Gary Richards’ pigeons are a unique breed. They are roller pigeons, named for their ability to turn tight somersaults in the air and even on the ground.
Photos by Jeff Paries

Squinting in the Arizona sun, his head tilted back and eyes scanning the sky, Gary Richards, 61, watches his birds perform their aerial feats.

“If it’s not windy, they go so high you can’t see them,” he says. “The only time they leave is if something chases them.”

Gary, a machinist by day and an on-call volunteer with the City of Safford Fire Department, needs to go no farther than his backyard to indulge his hobby of raising roller pigeons. There, a 12-foot-by 8-foot breeding pen houses pairs of birds. Two 4-foot-by-8-foot kit boxes house birds that are ready to fly.

Gary’s interest in birds dates back to his youth, when he owned various breeds of pigeons. It began when, at age 7, Gary raided barns looking for birds with the help of his older brother, Keith.

“My mom, if she knew where we’d been, she’d still kick my butt,” Gary says with a laugh.

Gary owns two breeds of roller pigeons: Birmingham rollers and parlor rollers. Both breeds compete in annual competitions: two with the National Birmingham Rollers Club, an organization of people who raise rollers; and the World Cup, held annually at a different location around the world.

Birmingham rollers distinguish themselves by their ability to roll, or somersault, backwards in rapid, tight rotations.

In competitions, groups—called kits—of up to 20 pigeons are flown at one time. They have to fly for at least 20 minutes and keep a tight grouping while in the air to receive points. Points also are awarded for breaks—five birds tumbling at once. More than five birds tumbling at once garner additional points. The length of the fall also weighs in.

Parlor rollers cannot fly. They roll—turn somersaults—on the ground. Competitions are based solely on how far the bird rolls.

When raising rollers, the birds’ living quarters typically are divided into several compartments.

Separation pens are used to divide the sexes during nonbreeding season. During breeding season, pairs of birds reproduce in a breeding pen. Each pair has a nest box, where they lay eggs and raise their young.

Competition birds are housed together, as a team, in kit boxes. The boxes also are the point from which the birds take flight—comparable to a runway, with clearance—and where they return.

Gary owns about 160 birds, most of which are the Birmingham variety. He prefers to breed 12 pairs of birds at a time.

“When mating birds, find the ones with habits that you like,” he says. “Hopefully, you’ll get the ones that work—you made the right choice.”
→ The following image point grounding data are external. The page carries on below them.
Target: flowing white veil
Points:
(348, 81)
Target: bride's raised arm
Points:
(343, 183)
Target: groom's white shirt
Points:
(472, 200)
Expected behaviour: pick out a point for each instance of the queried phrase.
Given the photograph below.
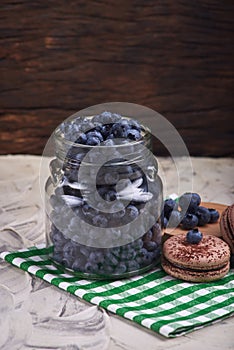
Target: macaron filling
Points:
(217, 268)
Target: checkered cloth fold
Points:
(154, 300)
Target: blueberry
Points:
(150, 245)
(69, 250)
(135, 125)
(96, 257)
(82, 139)
(133, 134)
(105, 130)
(189, 221)
(132, 212)
(93, 141)
(111, 259)
(132, 265)
(110, 196)
(169, 205)
(189, 202)
(203, 216)
(194, 236)
(148, 236)
(109, 141)
(111, 177)
(89, 211)
(95, 134)
(121, 268)
(58, 257)
(106, 118)
(120, 129)
(174, 219)
(100, 220)
(214, 215)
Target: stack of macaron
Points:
(227, 227)
(196, 258)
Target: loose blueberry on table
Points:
(107, 130)
(188, 213)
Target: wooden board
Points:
(175, 57)
(211, 229)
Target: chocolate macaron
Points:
(205, 261)
(227, 226)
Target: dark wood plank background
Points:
(176, 57)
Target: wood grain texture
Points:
(175, 57)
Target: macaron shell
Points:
(210, 252)
(194, 276)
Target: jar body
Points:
(103, 208)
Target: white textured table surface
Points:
(35, 315)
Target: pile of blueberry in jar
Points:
(105, 197)
(187, 213)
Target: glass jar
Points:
(103, 198)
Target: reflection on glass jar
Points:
(104, 197)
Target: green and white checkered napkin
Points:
(154, 300)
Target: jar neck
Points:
(73, 153)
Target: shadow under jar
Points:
(103, 198)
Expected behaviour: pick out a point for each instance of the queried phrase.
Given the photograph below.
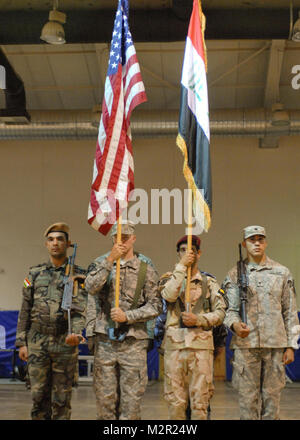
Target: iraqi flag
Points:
(193, 136)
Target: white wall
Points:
(42, 182)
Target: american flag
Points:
(113, 177)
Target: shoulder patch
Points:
(208, 274)
(102, 257)
(165, 275)
(27, 283)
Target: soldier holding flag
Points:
(188, 342)
(120, 365)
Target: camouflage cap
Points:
(57, 227)
(249, 231)
(127, 228)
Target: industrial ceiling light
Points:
(294, 33)
(296, 30)
(280, 117)
(53, 31)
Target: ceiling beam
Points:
(272, 94)
(83, 26)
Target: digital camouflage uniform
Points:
(188, 352)
(120, 368)
(258, 369)
(43, 328)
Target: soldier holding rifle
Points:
(262, 315)
(44, 337)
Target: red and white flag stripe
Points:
(113, 175)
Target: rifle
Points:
(68, 281)
(242, 281)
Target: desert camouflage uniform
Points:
(120, 368)
(43, 329)
(258, 369)
(188, 352)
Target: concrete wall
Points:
(46, 181)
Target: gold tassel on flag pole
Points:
(117, 291)
(189, 248)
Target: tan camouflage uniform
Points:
(258, 369)
(188, 352)
(120, 368)
(43, 329)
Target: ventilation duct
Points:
(15, 99)
(83, 124)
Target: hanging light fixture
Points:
(53, 31)
(296, 30)
(294, 33)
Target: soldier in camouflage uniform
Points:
(188, 341)
(267, 342)
(120, 367)
(42, 332)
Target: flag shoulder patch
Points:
(27, 283)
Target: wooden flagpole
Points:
(119, 235)
(189, 247)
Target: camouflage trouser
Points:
(120, 377)
(51, 367)
(259, 376)
(188, 376)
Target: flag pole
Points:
(189, 247)
(117, 291)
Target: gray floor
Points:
(15, 402)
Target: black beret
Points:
(195, 241)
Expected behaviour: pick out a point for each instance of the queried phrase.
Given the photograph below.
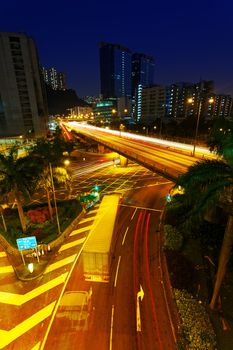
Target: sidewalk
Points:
(45, 257)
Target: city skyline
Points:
(188, 43)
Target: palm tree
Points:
(51, 153)
(205, 184)
(59, 174)
(18, 176)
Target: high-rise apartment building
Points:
(56, 80)
(115, 70)
(153, 104)
(23, 110)
(142, 71)
(222, 106)
(177, 96)
(142, 76)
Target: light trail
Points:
(149, 282)
(187, 147)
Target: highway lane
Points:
(171, 160)
(26, 307)
(113, 323)
(140, 266)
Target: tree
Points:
(18, 176)
(205, 184)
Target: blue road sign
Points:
(26, 243)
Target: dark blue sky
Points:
(189, 39)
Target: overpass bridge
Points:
(170, 159)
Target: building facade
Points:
(115, 70)
(142, 71)
(179, 95)
(222, 106)
(142, 76)
(153, 104)
(56, 80)
(23, 109)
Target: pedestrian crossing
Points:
(42, 292)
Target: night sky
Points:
(190, 40)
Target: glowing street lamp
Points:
(54, 197)
(66, 162)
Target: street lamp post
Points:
(197, 126)
(54, 197)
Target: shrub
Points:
(38, 215)
(181, 270)
(173, 238)
(196, 330)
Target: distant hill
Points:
(60, 100)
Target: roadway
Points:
(28, 308)
(119, 319)
(168, 158)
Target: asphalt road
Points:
(28, 318)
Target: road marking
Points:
(72, 244)
(6, 269)
(6, 337)
(36, 347)
(92, 218)
(118, 264)
(19, 299)
(133, 214)
(142, 208)
(60, 263)
(111, 330)
(140, 295)
(123, 241)
(80, 230)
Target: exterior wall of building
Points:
(56, 80)
(177, 96)
(142, 71)
(115, 70)
(142, 76)
(124, 106)
(23, 109)
(222, 106)
(153, 104)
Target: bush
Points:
(181, 270)
(196, 330)
(38, 215)
(173, 238)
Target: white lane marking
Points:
(133, 214)
(111, 330)
(123, 241)
(118, 264)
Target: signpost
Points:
(27, 243)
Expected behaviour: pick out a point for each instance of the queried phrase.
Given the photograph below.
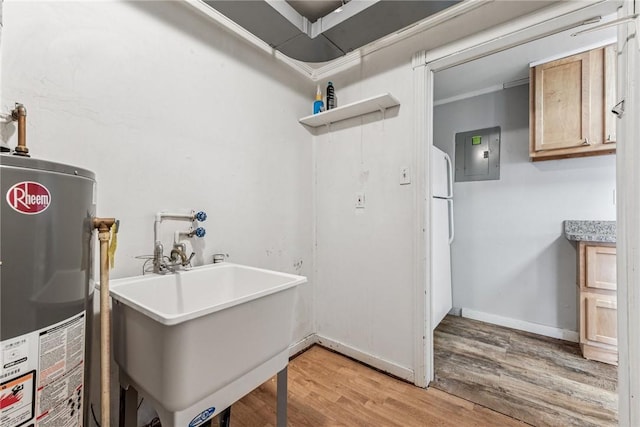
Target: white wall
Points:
(509, 256)
(365, 256)
(365, 281)
(170, 112)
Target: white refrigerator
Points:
(442, 234)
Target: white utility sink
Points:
(196, 341)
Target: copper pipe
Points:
(19, 114)
(104, 226)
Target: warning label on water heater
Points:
(42, 376)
The babies are raised to fly. After they have flown for two to three years, they are moved to the breeding pen. When the birds are done breeding, Gary tries to find a new home for them.

“I hope to find someone to use them,” he says. “Hopefully, a young kid trying to start.”

Gary says the birds are ideal for children to work with, and are often used in 4-H Club programs.

“They can handle them,” he says. “They won’t fly off.”

It is important for trainers to keep their birds on a schedule.

“All you teach them is discipline,” Gary says. “All the rolling is in their genes.”

The birds’ behavior can be manipulated by the quality of their food. When flying them, their feed is mostly a mix of milo, wheat and corn.

“Lots of protein can calm them down some,” Gary says. “Hardly any protein can make them nuts. It’s a balance.”

Gary says he tries to give his birds direction as much as possible.

“A good trainer uses a whistle and gets the birds back with food,” he says.

For Gary, raising roller pigeons is about more than training and competition.

“I got more friends through the pigeons than any other hobby I’ve ever had,” he says. “I can go to any state, take my directory, call up anyone and have a place to stay.”